With wildfire season heating up in BC, officials are reminding the public not to fly a drone anywhere near an active wildfire.
The warning comes after BC Wildfire Service (BCWFS) staff were forced to temporarily halt air operations on a wildfire in the province’s southern interior this past Sunday, due to what they said were people operating drones above the fire.
The incident resulted in a helicopter having to be grounded, and additional firefighting aircraft working on other fires in the area had to be diverted from their flight paths to avoid the airspace around Little Wilson Lake – about 19 kilometres east of Nakusp area.
The airspace has since been cleared for firefighting aircraft and the RCMP, along with the BCWFS are investigating the incident.
In response, officials are reminding the public that the use of drones near a wildfire is in fact, illegal.
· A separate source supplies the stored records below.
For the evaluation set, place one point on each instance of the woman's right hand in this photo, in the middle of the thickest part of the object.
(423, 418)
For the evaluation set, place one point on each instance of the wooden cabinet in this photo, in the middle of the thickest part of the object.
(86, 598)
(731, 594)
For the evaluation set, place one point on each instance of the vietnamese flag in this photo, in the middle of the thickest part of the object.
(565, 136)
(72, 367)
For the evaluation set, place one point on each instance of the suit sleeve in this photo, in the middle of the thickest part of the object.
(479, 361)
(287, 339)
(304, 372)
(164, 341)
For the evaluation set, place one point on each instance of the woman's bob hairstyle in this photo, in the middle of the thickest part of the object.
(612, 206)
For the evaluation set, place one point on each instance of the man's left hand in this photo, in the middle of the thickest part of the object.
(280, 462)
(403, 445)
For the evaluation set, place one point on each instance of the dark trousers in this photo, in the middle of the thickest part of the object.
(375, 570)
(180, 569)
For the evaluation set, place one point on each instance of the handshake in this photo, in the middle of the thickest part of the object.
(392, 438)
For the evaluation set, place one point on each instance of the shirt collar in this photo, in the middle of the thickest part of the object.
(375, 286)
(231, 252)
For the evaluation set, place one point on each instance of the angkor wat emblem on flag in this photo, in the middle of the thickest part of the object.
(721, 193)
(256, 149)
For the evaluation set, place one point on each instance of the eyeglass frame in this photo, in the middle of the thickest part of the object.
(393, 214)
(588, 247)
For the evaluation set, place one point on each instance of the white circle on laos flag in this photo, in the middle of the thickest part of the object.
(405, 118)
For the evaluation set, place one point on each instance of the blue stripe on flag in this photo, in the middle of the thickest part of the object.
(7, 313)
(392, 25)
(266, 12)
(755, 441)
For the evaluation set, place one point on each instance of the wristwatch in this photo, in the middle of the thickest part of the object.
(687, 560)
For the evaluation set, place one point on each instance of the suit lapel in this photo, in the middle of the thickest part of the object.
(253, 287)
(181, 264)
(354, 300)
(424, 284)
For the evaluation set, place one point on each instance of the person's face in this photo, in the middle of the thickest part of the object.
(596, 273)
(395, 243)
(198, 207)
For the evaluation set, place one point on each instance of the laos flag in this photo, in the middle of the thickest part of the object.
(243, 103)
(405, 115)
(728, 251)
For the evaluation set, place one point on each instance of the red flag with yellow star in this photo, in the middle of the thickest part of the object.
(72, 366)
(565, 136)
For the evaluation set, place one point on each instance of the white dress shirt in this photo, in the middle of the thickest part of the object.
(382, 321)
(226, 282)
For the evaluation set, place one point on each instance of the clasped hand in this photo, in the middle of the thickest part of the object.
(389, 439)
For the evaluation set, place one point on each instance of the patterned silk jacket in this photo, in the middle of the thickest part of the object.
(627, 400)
The restricted airspace includes a radius of five nautical miles around the fire, and to an altitude of 3,000 feet above ground level.
“The presence of drones near an active wildfire can slow down, or completely shut down, aerial firefighting efforts, due to safety concerns,” said BCWFS in a release. “If a drone collides with firefighting aircraft, the consequences could be deadly.”
Under federal regulations, anyone caught operating a drone within an active wildfire could be fined $25,000, or jailed for up to 18 months.
The use of UAVs or drones near or on a wildfire is also considered to be “interference,” as defined in Section 56 of the provincial Wildfire Act. Operators are subject to a violation ticket fine of $1,150. If convicted, the operator could be fined up to $100,000 and/or face imprisonment of over a year.